Gene cloning

The basis of gene cloning technology owes its origins to the realisation that two different practical techniques (the use of restriction enzymes and the use of bacterial plasmids) could be utilised to generate chimeric DNA molecules in large quantities. Restriction enzymes are endonucleases that recognise and cut DNA at specific sequences within the molecule (Figure 14.1a). They recognise short four- or six-base pair sequences and either cut at opposite ends of these sequences, generating overlapping ends known as ‘sticky’ ends because they can reanneal using allowed base pair rules, or they cut both strands at the same site to generate ‘blunt’ ends.

Plasmids are small circular DNA molecules that can be present in a bacterial cell and replicate along with the bacterial genome (Figure 14.1b). They can code for proteins such as antibiotic-resistance proteins (Figure 14.2) and are responsible for creating many multi-drug-resistant bacteria.
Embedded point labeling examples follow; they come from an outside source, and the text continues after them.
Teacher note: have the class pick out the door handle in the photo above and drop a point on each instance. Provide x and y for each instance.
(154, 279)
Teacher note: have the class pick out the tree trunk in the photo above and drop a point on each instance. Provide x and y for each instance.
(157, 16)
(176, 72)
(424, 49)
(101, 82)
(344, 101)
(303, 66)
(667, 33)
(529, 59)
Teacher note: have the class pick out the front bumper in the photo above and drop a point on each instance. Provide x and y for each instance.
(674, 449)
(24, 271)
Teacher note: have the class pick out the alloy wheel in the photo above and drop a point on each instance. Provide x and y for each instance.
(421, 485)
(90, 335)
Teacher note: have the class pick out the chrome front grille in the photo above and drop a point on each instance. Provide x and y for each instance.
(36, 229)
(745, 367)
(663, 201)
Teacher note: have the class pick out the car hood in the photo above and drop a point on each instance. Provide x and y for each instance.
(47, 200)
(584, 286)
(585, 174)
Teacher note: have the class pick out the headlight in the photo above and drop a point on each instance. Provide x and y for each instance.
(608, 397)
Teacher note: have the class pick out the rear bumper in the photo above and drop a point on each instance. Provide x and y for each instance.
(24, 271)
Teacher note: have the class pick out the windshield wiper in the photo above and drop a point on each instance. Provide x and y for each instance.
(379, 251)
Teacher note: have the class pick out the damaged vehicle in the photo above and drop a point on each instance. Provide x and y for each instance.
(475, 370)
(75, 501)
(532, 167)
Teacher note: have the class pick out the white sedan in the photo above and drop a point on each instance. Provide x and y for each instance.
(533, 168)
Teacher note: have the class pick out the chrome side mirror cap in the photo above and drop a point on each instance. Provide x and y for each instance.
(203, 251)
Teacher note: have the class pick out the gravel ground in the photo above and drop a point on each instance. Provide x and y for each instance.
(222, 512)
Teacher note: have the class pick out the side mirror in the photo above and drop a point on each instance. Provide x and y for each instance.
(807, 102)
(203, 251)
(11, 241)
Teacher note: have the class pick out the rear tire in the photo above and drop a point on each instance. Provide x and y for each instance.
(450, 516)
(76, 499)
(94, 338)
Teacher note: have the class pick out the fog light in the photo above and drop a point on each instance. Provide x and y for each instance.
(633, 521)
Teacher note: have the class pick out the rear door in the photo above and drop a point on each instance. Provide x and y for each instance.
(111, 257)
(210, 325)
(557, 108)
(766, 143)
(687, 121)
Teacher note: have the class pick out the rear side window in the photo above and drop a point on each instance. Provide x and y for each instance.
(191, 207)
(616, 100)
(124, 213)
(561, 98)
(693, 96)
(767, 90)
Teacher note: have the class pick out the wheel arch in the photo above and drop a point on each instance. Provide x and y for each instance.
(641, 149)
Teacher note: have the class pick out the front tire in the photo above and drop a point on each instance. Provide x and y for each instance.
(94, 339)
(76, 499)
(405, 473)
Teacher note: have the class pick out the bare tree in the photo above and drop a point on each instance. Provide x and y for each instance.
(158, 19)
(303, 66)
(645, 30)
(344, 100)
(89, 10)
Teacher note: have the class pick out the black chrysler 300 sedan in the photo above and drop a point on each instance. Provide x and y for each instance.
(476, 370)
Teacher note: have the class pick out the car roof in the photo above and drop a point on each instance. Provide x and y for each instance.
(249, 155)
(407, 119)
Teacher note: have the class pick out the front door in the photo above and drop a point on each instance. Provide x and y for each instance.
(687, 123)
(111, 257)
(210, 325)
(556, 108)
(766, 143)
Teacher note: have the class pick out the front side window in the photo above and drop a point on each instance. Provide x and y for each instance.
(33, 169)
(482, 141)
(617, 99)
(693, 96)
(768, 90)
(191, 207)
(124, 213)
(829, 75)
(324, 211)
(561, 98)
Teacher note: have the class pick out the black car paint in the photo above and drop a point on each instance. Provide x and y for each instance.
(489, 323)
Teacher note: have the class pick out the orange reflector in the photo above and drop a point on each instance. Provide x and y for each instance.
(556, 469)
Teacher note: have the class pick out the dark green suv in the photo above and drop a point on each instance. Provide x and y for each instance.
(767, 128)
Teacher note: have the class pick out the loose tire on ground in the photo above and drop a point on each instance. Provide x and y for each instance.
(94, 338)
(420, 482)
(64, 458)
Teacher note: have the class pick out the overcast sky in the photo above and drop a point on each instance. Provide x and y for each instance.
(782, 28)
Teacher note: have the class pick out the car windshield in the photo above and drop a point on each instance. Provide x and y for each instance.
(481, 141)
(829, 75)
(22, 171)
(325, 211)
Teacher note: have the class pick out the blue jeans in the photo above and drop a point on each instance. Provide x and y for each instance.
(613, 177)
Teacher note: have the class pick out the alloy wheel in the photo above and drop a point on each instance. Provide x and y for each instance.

The combination of these two technologies led to the production of recombinant DNA molecules. If a plasmid preparation is cut with a particular restriction enzyme, small lengths of DNA with identical sticky ends will form. Similarly, if a piece of human DNA is cut with the same restriction enzyme, short sequences of DNA will result with the same sticky ends. The two sets of DNA pieces can be incubated together and allowed to reanneal. The annealed DNA pieces can then be covalently joined in vitro using DNA ligase. The result will be a mixture of reformed plasmid molecules in addition to some plasmids into which human DNA sequences have been inserted. It is now possible to use selection techniques to select for only the chimeric human/plasmid molecules. These chimeric DNA molecules will be replicated by the host bacteria. The plasmid acts as the vector, to produce large quantities of the human molecules. The human DNA sequences can then be extracted using the same restriction enzyme that was used to cut the DNA initially.

Libraries

If a sample of total human DNA is treated with a restriction enzyme and the fragments are inserted into a vector, the chimeric molecules generated will contain the sum total of all the DNA sequences present in the human genome. The product of this process has been called a human genomic library. It can be prepared from the DNA of human tissue or human cell lines and will not be dependent on the source of DNA. Much of our understanding of the sequences in human genes has come from studies on human DNA libraries. However, these sequences cannot be used to generate human proteins in a bacterial protein synthesising system because bacterial cells cannot process the complex intron/exon structure of human genes.

If the total mRNA is isolated from a specific human tissue or cell line it can be reverse transcribed into complementary DNA in vitro using the RNA virus enzyme reverse transcriptase. The complementary DNA sequences can be ligated into a particular vector. The vector will then contain DNA copies of all the mRNA molecules present in that tissue. This is known as a complementary DNA (or cDNA) library. Unlike the genomic library, a cDNA library will be specific to the tissue used to isolate the mRNA because different tissues express different genes at different times. cDNA libraries can be used to produce large quantities of proteins.